Raconter l’histoire du quartier, c'est créer des liens.
Entretien avec un chercheur-amateur passionné.
Nous sommes en ce début mai à la 7e semaine de confinement et si vous êtes amateur d'histoire, vous vous êtes habitués à lire ses articles.
C'est le moment pour faire le point avec Richard Fortat sur ce qui l'a motivé à faire ce travail et sur ses projets à venir dans ce domaine.
Sur la suite à donner à toutes ces découvertes, les idées ne manquent pas : un livre d’histoire illustré, un guide à vocation touristique ou un cahier d’activités pour les enfants, une bande dessinée, des parcours de découverte des rues, des carnets de voyage ou un sujet de film ! Avis aux créateurs !
Comment peut-on écrire sur l’histoire de Robien en ce moment?
Il y a un an déjà, j’avais collecté de nombreux documents aux archives départementales et municipales. C’était pour creuser le thème de l’histoire de Robien que nous n’avions pas assez abordé dans la dynamique EcoQuartier.

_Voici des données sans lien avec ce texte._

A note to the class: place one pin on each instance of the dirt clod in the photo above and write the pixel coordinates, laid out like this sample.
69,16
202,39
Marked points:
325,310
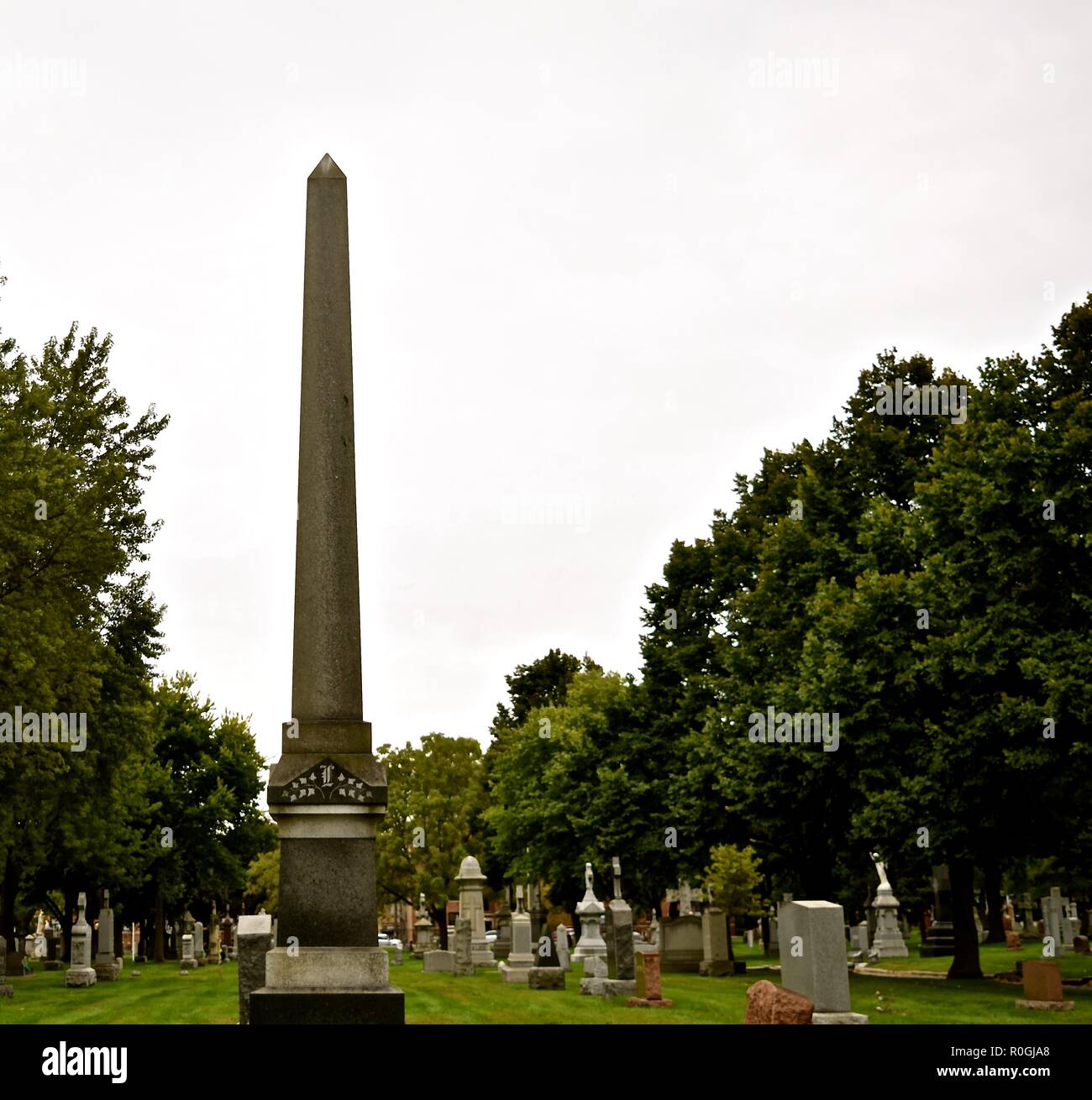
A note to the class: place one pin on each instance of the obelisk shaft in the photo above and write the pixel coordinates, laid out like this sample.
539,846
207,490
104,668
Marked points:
326,680
327,792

En prévision du café de l’architecture qui devait avoir lieu à Robien en juin, j’avais intensifié ces recherches et publié plusieurs articles sur les friches industrielles du quartier. Je ne pensais pas que le confinement me donnerait deux mois pour mettre en forme et enrichir la masse de documents accumulés. Je me passionne pour l'histoire mais les circonstances ont accéléré mon envie de me plonger dans l'histoire de Robien et de la transmettre.
A raison de cinq heures de travail par jour en moyenne sur le sujet, on finit par obtenir un résultat.

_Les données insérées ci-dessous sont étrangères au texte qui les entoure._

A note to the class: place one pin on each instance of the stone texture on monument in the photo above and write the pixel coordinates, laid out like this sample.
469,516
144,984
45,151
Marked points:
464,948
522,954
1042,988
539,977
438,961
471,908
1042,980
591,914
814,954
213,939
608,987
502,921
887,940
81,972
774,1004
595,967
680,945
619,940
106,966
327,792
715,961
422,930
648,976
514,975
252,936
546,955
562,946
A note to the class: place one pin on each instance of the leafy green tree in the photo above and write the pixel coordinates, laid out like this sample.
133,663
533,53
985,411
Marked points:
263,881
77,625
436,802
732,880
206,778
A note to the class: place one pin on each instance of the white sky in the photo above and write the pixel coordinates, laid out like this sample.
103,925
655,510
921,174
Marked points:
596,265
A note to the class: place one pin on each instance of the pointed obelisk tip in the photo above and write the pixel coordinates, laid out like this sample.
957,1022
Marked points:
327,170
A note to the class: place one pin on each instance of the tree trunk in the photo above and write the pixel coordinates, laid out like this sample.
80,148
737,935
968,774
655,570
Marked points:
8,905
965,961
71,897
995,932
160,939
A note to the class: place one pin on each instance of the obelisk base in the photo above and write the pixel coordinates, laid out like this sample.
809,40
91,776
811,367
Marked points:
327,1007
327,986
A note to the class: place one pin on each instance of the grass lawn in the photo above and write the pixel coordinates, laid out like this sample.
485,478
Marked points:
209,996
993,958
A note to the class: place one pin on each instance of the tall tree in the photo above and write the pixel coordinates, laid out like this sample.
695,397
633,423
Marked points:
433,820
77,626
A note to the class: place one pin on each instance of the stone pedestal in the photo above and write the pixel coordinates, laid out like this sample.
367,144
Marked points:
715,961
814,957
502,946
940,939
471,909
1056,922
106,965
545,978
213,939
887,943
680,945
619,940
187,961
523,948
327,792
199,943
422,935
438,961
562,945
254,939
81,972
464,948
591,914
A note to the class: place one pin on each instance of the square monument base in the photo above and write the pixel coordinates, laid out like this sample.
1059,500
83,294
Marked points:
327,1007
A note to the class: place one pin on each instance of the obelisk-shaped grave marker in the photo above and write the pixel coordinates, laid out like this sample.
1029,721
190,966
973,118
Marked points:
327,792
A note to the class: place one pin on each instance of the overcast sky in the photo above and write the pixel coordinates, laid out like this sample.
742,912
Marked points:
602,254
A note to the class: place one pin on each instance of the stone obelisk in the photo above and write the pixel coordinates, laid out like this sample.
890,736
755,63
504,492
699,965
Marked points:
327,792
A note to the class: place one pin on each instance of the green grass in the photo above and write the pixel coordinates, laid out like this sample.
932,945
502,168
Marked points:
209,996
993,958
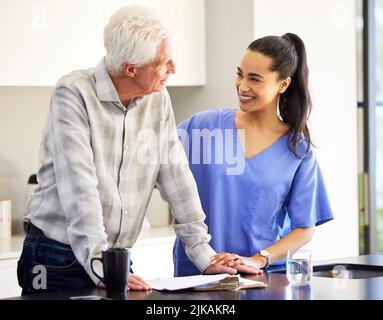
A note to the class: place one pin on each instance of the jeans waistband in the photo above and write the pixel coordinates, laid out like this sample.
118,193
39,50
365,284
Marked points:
32,230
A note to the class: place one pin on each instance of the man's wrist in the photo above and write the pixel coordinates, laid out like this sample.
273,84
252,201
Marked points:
261,261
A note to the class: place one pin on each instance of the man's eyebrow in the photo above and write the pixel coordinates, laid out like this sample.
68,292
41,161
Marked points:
250,74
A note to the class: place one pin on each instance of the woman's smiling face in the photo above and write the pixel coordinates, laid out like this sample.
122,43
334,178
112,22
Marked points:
257,86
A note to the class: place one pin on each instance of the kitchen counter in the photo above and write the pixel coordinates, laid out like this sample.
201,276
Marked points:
319,288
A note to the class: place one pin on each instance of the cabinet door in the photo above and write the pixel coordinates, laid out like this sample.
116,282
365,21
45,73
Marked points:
9,286
41,40
187,18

Qu’est-ce qui est différent dans cette période de confinement ?
On ne peut plus se rendre physiquement aux archives départementales ou municipales, à la bibliothèque. Bien sûr il y a leurs ressources en ligne mais tout n’est pas numérisé, loin de là. Et ça ne remplace pas le contact. Aux archives municipales, par exemple, je peux toujours compter sur Stéphane Botrel qui connaît si bien l’histoire de St Brieuc. Il est de bon conseil et connaît très bien les petits trésors des archives de la ville.
On ne peut plus sonner à une porte pour demander un renseignement à quelqu’un du quartier, je mets plutôt un mot dans la boite aux lettres avec mes coordonnées. Les mails et les entretiens au téléphone, ça fonctionne très bien aussi…
Après les articles sur les friches, c’était quoi l’idée ?
Dans un second temps, au début du confinement, il m’a semblé que l’histoire des rues était un bon thème et que ça permettait à tout le monde de s’y retrouver. Le problème c’est le temps que ça demande si on veut faire un travail sérieux. Par exemple sur la Croix-Perron, j’ai dû consulter sur le site des Archives départementales en ligne tous les exemplaires de l’hebdomadaire La Croix des Côtes du Nord pour les années 1901 et 1911. Même chose avec les recensements de la population en 1901 et 1906.
Les photos aériennes sont aussi très intéressantes, je recommande en particulier le fonds photographique Roger Henrard, avec des photos de grande qualité des années 50 et 60.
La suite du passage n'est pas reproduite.